Thursday, April 16, 2009

Jobs

Most people hate theirs, and for good reason. I worked for eight or nine years in the corporate sector, and it was hard to generate much enthusiasm for it. To listen to my bosses — I had about eight of them when I worked for the paper — you would think that they spent every waking minute thinking up new ways to make the fantastically rich people who owned the newspaper fantastically richer. This usually involved "going the extra mile" and putting in unpaid overtime for people who did not know you existed and who eventually were going to lay you off. Yeah, that's smart. But people did it anyway, and, yup, they got laid off just the same.

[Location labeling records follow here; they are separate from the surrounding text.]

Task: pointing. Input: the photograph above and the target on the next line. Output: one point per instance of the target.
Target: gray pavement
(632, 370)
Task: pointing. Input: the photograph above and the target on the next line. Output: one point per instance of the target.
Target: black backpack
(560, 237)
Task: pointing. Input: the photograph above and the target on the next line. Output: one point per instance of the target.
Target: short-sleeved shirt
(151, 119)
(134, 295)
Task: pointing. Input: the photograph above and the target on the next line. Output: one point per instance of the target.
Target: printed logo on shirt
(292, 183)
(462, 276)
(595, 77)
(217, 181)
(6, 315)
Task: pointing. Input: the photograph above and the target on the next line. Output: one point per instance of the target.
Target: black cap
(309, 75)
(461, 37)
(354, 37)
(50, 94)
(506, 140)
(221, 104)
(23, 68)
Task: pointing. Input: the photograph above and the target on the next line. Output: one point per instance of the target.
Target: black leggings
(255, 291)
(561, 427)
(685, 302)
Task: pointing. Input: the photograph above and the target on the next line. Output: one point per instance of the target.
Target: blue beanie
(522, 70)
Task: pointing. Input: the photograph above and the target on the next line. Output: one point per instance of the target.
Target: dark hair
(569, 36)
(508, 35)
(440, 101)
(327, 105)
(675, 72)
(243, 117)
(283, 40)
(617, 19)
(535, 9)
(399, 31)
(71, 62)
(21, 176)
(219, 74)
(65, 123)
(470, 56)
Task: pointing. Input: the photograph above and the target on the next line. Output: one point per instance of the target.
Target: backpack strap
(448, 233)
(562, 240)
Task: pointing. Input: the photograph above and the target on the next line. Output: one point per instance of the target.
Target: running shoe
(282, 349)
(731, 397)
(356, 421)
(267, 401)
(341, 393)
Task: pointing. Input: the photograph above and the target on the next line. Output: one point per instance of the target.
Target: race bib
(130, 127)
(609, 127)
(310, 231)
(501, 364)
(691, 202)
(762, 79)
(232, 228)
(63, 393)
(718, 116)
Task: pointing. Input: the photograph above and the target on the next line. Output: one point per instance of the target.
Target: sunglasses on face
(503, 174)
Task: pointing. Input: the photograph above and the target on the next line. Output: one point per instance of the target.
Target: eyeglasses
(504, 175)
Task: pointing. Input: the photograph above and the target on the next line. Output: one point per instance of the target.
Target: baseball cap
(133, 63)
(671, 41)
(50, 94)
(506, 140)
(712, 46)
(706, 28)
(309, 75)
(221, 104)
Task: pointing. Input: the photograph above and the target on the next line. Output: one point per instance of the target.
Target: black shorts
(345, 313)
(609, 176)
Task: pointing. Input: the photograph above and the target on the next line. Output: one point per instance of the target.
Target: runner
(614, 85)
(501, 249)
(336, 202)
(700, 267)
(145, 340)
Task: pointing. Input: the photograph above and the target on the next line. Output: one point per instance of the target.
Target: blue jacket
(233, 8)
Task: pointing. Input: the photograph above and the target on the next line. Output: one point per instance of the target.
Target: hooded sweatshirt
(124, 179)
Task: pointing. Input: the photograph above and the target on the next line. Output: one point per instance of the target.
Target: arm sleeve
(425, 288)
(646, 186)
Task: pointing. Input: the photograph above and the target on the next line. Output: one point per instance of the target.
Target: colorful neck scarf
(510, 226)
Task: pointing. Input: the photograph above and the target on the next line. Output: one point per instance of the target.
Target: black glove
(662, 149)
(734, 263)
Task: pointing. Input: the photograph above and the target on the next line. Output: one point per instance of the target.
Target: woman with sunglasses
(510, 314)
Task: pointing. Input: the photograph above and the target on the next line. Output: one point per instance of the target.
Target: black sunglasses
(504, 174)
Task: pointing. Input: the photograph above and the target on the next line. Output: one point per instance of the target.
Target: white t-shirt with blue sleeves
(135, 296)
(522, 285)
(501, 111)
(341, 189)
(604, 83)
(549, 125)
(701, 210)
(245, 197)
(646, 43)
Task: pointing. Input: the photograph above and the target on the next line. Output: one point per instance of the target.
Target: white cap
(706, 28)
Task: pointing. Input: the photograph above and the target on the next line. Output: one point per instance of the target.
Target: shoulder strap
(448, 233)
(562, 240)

"I believe there is far too much working being done in the world," Bertrand Russell wrote in 1932, "and that immense harm is caused by the belief that work is virtuous." He called for an "organized diminution" of work - an expansion of leisure time brought about by the rational allocation of resources and the mechanization of certain kinds of inescapable toil. If this sounds like some sort of utopian socialism it's because it is, but the basic point is a good one: for most people, their working lives are a form of tyranny - they do their jobs not because they want to but because the alternative is poverty. A choice between work one hates and starvation is not a free choice, however much corporate propaganda might tell us otherwise. Our time is the most precious resource we have — it is also the one we have less of with every passing second — and no society is truly free that compels its members, en masse, to sacrifice their time to work that they hate merely in order to survive.


Work is part of life, and, as such, the key to being happy in it is to do things that you find interesting and important, and to have a healthy degree of autonomy in how you're permitted to go about doing them. In the 10th grade, my English teacher instructed us to write a letter to our future selves, a letter that would include a prediction of what we'd end up doing for a living. We were told not to open them until our 40th birthday. I cheated and opened mine a couple of years back. I predicted that by age 40 I would be teaching and be a "big time novelist". Well, damn. Neither a novelist nor "big time", but I do teach and write, and that's not a bad prediction for a 15-year-old who was adamant that people would never give up vinyl for CDs because they liked album covers too much.


I can therefore count myself among the lucky few whose working life functions harmoniously with their leisure time. Most days I look forward to my "work" with renewed pleasure, because it entails doing many of the things I would pursue in my leisure hours if I had some other job. Oh, there are stresses and strains and sacrifices to be made; and, of course, there's petty politics and pressure to publish, but, in effect, I get to do my hobbies for a living. Not many telemarketers, cab drivers, or nursing home laundry workers can say the same.


But with great jobs come great responsibilities - especially when those jobs are paid for by the community. Above all, such jobs entail a responsibility to do them well and to give something back to the people who make them possible.

3 comments:

Graham Broad said...

The photograph is of the famous statute of Atlas in the Rockefeller Center. Now there's the worst job ever: holding the world, for all eternity, on your shoulders.

Alison Hunter said...

I dunno ... Sisyphus had a pretty bad job too ...

gwarder said...

Does this mean I'm not going to ever read the published version of Katie and Andy's adventures in Queens Quay?